Como ya
comentaba la semana pasada, la tercera y probablemente última entrega de
esta ya saga, “Bad boys for life”, ha sufrido varios retrasos, e incluso rumores
de que no llegaría a hacerse. Los motivos han sido, por un lado, las apretadas
agendas de sus integrantes, especialmente de Will Smith. Y la
diferencia de criterio en cuanto al guion, que sufrió varias reescrituras.
Pero vamos,
problemas muy similares a los de esta primera parte, que sorpresivamente se
convirtió en uno de los éxitos de los noventa, más en cuanto a fama que a
dinero, aunque por ahí tampoco le fue mal. Pero el caso es que contó con
numerosos problemas. Supuso el debut de Bay en la dirección y casi supone
también su final, de propias palabras del cineasta. Seguramente es una exageración,
pero no fueron pocas las veces que Michael Bay manifestó su disconformidad con
el resultado final.
Por no decir
que acabó hasta las narices de sus dos actores protagonistas y confesó en
varias entrevistas lo incómodo que había sido el rodaje. Y eso que tanto Will
Smith (que también debutaba en la gran pantalla) como Martin Lawrence, no tenían
ni mucho menos el rango de estrellas. Y que Bay, que se consideraba hombre de
la casa, no era muy dado a hacer quejas públicas y prefería lavar los trapos
sucios en privado.
Cuando digo
de la casa me refiero a la factoría Simpson/ Bruckheimer. Don Simpson (éste
ya fallecido) y Jerry Bruckheimer formaron una sociedad como productores de películas
de corte comercial. Por ejemplo, venían de producir “Top Gun”, “Super detective
en Hollywood” (otra buddy-movie) o “Días de trueno”. Y siempre apostaban por directores jóvenes
provenientes del campo de la publicidad, el videoclip o la televisión.
Algunos daban
buen resultado, y otros no se volvía a saber de ellos. Michael Bay encajaba
perfectamente en el perfil y a la postre se ha convertido en uno de sus mejores
productos. Un director de los que más les gusta a los eruditos del Séptimo Arte
criticar, pero cuya rentabilidad en la taquilla está fuera de toda duda, lo que
le valió el apelativo que ya tuvo el propio Steven Spielberg, el Rey Midas.
Para muestra
un botón, o mejor dicho, varios. Ahí están “La roca”, “Armaggedon” “Pearl
Harbour” “La isla” o la saga “Transformers”. Aunque cuando se pone serio
también hace películas resultonas con presupuestos poco holgados. Como “Dolor y dinero” y “13 horas, los soldados secretos de Bengasi”. Pero concretamente en su primera película llegó a poner
dinero de su propio bolsillo.
El caso es
que en ella ya se planteaban directrices del que sería y es, su estilo personal,
como es el uso de la cámara lenta, la estética de videoclip, un agudo sentido
del espectáculo y bastantes dosis de comedia. Suya fue la apuesta por Will
Smith después de verle en la serie en que se dio a conocer “El príncipe de Bel Air”.

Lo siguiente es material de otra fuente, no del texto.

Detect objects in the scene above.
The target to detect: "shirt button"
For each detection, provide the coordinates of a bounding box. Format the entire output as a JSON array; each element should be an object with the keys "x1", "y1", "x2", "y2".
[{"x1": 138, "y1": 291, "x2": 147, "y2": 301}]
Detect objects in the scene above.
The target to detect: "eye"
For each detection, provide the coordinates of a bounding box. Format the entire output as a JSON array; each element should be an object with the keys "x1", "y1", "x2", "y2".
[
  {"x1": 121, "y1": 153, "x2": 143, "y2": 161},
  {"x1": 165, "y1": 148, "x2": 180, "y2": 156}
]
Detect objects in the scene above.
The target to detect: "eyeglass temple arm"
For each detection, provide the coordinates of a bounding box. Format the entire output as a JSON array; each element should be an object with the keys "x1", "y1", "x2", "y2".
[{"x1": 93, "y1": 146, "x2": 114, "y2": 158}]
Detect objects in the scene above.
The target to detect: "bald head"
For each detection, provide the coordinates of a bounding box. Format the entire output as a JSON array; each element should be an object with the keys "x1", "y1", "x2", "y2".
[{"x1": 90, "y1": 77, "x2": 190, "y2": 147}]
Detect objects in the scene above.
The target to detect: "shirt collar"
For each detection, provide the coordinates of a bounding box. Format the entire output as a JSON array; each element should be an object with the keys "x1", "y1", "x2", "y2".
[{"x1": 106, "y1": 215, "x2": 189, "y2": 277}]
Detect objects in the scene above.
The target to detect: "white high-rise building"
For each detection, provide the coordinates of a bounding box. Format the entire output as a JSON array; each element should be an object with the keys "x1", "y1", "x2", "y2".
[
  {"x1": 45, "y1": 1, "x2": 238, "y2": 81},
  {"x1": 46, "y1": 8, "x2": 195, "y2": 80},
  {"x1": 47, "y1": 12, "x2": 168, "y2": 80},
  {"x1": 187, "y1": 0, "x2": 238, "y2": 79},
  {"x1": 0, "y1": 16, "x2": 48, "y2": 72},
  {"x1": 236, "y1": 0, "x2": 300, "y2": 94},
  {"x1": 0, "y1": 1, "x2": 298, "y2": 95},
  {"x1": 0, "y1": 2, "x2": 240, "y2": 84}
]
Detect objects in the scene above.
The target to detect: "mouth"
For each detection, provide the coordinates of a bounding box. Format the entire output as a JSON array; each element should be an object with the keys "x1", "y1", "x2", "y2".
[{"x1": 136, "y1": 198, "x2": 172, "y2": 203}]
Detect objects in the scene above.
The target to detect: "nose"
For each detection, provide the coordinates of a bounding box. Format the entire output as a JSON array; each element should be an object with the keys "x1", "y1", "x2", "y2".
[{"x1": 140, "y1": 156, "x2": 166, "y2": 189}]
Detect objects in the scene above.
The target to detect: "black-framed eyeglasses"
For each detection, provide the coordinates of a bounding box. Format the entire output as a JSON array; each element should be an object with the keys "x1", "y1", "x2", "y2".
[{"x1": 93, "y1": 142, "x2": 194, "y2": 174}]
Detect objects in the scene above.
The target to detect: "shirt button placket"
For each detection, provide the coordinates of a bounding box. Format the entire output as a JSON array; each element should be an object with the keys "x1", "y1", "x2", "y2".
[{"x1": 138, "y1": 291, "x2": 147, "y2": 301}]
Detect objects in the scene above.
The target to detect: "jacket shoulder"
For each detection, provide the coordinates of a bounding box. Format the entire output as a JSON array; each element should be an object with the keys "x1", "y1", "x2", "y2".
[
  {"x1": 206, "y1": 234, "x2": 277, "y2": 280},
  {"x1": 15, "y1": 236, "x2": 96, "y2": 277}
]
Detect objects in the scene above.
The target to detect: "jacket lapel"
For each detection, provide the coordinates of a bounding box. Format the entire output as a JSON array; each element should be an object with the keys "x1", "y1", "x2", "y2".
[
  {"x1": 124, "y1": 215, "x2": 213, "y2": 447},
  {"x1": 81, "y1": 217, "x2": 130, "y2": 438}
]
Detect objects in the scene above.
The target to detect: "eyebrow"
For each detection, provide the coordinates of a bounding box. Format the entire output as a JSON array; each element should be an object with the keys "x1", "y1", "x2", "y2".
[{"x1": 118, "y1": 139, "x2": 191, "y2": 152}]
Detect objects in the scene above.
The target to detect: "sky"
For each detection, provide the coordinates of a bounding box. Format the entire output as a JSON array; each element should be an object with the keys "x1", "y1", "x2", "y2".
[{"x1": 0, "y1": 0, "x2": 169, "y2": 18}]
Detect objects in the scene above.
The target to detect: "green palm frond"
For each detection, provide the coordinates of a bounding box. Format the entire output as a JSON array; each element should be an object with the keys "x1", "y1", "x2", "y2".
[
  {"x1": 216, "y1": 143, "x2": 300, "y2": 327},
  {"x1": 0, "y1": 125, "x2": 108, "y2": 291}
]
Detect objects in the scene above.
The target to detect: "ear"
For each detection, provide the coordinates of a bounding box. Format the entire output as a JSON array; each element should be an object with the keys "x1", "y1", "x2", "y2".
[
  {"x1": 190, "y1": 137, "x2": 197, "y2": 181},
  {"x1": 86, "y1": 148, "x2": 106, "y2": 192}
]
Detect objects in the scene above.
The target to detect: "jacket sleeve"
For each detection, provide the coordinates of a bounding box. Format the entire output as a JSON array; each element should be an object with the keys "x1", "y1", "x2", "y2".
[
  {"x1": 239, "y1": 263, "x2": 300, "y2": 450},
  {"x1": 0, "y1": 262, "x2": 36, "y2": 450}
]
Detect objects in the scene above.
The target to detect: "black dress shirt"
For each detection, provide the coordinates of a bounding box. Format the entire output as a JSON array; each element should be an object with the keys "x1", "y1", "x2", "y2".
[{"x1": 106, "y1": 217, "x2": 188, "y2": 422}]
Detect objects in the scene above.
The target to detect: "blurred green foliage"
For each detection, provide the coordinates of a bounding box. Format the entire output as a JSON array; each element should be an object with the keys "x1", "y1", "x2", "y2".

Por cierto, ambiente parecido del que provenía el otro coprotagonista, Martin
Lawrence.
Y es que la
idea era no gastar más de lo debido en el reparto, al menos en estrellas, porque
el presupuesto iba a ser modesto. De hecho, fue solo de 23 millones de dólares.
Pero la pareja protagonista funcionó a la perfección, con una química brutal,
que reforzó la idea de buddy-movie. Los acompañaban secundarios para nada desconocidos,
pero tampoco de grandes sueldos, como Tea Leoni, Tcheky Karyo, Joe Pantoliano y
Marg Helgenberger.
Las criíicas
no fueron malas, destacando su nivel de comedia. Recaudó 140 millones en
taquilla. La segunda parte se planteó mucho más espectacular, gastando 130
millones y consiguiendo 270 de vuelta. En el reparto se incluyeron secundarios más
conocidos como Peter Stormare, Michael Shannon o el propio Jordi Mollá.